Cordelia Urueta Sierra (b. September 16, 1908 (Coyoacán)– d. November 3, 1995 (Mexico City)) was a Mexican artist best known for her use of color and abstraction but still retaining frequent reference to the human form. She was born into an intellectual and artistic family, related to painter David Alfaro Siqueiros and educator Justo Sierra. Her father, writer and diplomat Jesús Urueta Siqueiros, died when she was eleven with her health becoming quite poor afterwards. She began drawing when she was a child, mostly portraits with Dr. Atl noticing her talent. She did not have extensive formal training but became an art teacher, meeting a number of contemporary Mexican artists, including her husband Gustavo Montoya. After a time in Paris and New York, she returned to Mexico permanently in 1950 to dedicate herself to painting, exhibiting extensively in Mexico and abroad mostly in the 1950s and 1960s. She was offered the Premio Nacional de Arte but rejected it.
Cordelia Urueta was born on September 16, 1908 in Coyoacán (then separate from Mexico City) into a family of intellectuals, artists, diplomats and filmmakers. Her father was Jesús Urueta Siqueiros, an art critic with Revista Moderna who was also a speaker and diplomat.

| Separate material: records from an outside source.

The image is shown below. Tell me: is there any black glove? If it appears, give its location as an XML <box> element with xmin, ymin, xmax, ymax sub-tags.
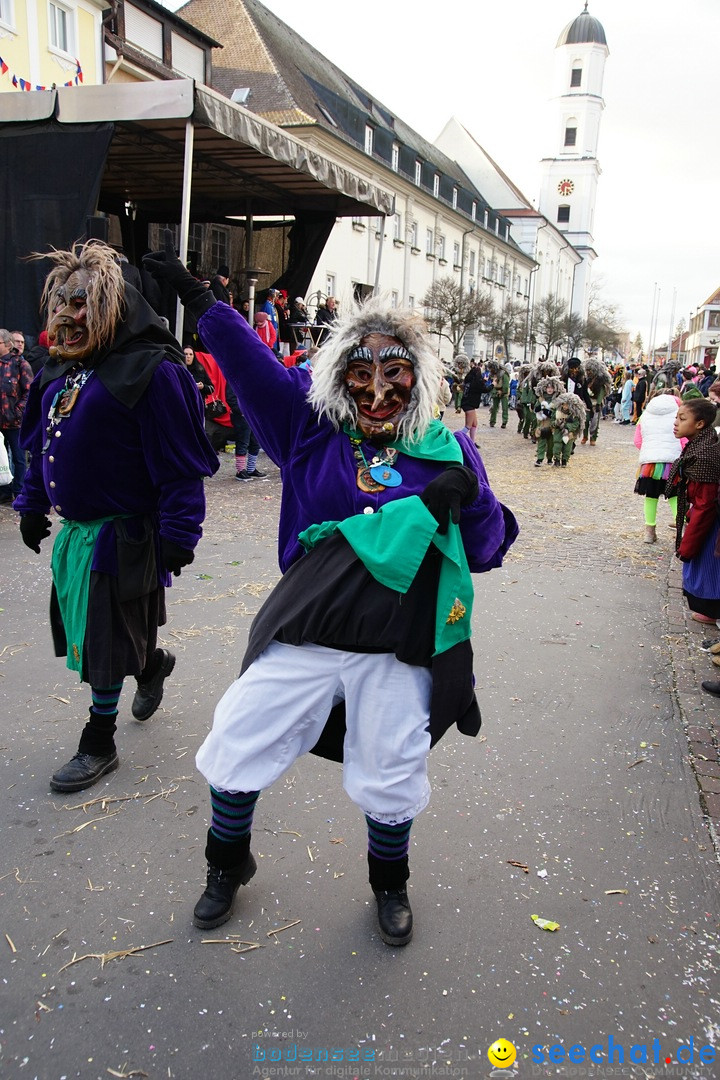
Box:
<box><xmin>420</xmin><ymin>465</ymin><xmax>479</xmax><ymax>534</ymax></box>
<box><xmin>160</xmin><ymin>537</ymin><xmax>195</xmax><ymax>578</ymax></box>
<box><xmin>21</xmin><ymin>514</ymin><xmax>51</xmax><ymax>555</ymax></box>
<box><xmin>142</xmin><ymin>229</ymin><xmax>217</xmax><ymax>319</ymax></box>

Her mother was Tarsila Sierra, daughter of journalist Santiago Sierra and niece of educator Justo Sierra, who was Cordelia’s tutor. She was a cousin of David Alfaro Siqueiros. Her sister Margarita Urueta, would later become a noted playwright.

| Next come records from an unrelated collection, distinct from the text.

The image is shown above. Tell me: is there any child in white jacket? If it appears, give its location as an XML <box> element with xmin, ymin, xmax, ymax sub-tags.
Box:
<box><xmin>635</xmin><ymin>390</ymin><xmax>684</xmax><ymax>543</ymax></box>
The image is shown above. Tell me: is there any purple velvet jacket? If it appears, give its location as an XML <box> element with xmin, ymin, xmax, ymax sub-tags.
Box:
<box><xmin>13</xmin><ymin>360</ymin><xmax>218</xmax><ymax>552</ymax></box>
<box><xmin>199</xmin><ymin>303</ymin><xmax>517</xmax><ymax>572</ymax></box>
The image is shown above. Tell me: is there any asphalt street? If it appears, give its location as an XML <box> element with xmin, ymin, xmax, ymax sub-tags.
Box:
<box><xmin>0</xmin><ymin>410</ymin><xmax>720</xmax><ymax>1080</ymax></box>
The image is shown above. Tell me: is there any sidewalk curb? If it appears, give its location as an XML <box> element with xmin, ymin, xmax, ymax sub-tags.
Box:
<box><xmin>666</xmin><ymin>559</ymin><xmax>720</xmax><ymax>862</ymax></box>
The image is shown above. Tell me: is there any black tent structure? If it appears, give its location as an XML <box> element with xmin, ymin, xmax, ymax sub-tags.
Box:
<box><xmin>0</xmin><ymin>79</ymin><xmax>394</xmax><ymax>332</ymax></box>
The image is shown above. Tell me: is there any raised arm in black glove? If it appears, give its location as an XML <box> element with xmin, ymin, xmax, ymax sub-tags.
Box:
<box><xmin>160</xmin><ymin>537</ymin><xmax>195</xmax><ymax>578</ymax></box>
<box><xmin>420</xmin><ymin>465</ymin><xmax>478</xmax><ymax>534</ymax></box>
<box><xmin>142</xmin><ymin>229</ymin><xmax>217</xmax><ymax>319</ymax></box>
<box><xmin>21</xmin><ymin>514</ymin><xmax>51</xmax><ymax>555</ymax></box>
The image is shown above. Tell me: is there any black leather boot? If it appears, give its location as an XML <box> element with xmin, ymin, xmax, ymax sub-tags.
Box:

She grew up during the Mexican Revolution and her father was heavily involved in efforts to unite the various factions vying for power after the ouster of Porfirio Díaz, serving in a number of political posts as well as writing. Her childhood home was also the home of the magazine Revista Moderna and the prints on the magazines attracted her attention as well as those in the many books of the family library. Her father also had a collection of copies of European sculpture.

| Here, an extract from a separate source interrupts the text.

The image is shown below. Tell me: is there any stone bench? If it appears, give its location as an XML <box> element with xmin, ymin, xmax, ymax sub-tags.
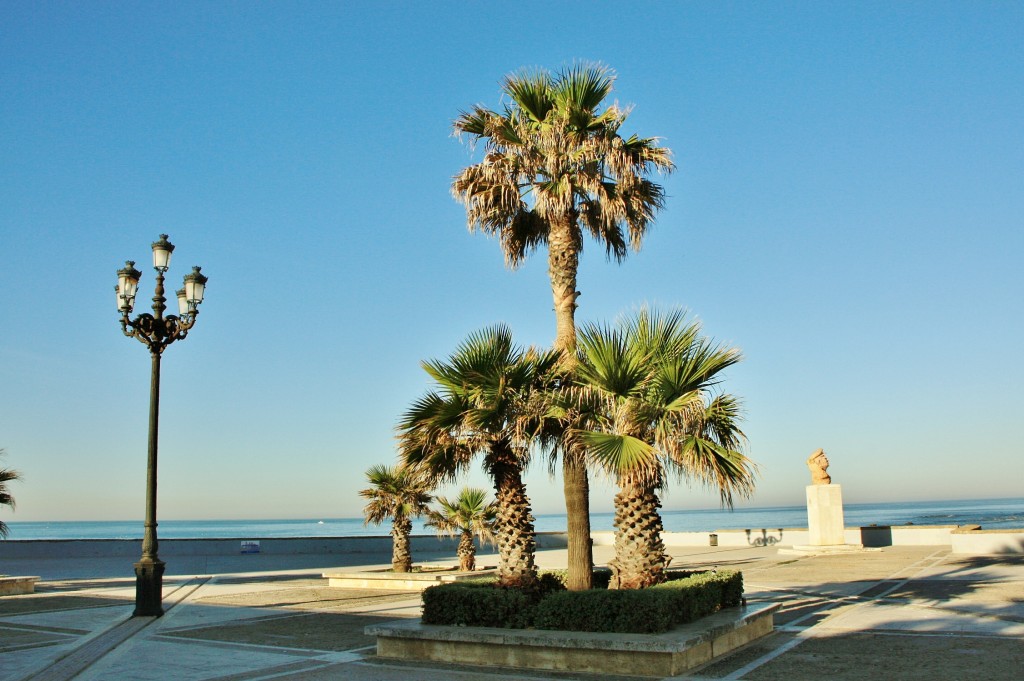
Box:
<box><xmin>324</xmin><ymin>568</ymin><xmax>495</xmax><ymax>591</ymax></box>
<box><xmin>0</xmin><ymin>577</ymin><xmax>39</xmax><ymax>596</ymax></box>
<box><xmin>364</xmin><ymin>603</ymin><xmax>781</xmax><ymax>677</ymax></box>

Urueta did not remember when she began to draw but it was mostly to copy the art she saw in the books, with works by Tiziano being her favorite. She was expelled from school when she was young for drawing pictures of nuns who were clothed on the front of the paper but naked on the back. Her father then hired the best painting teacher he could find for her. Through her father, she knew Dr. Atl, who she called Uncle Murillo, who was first to recognize her talent after seeing some of her portraits.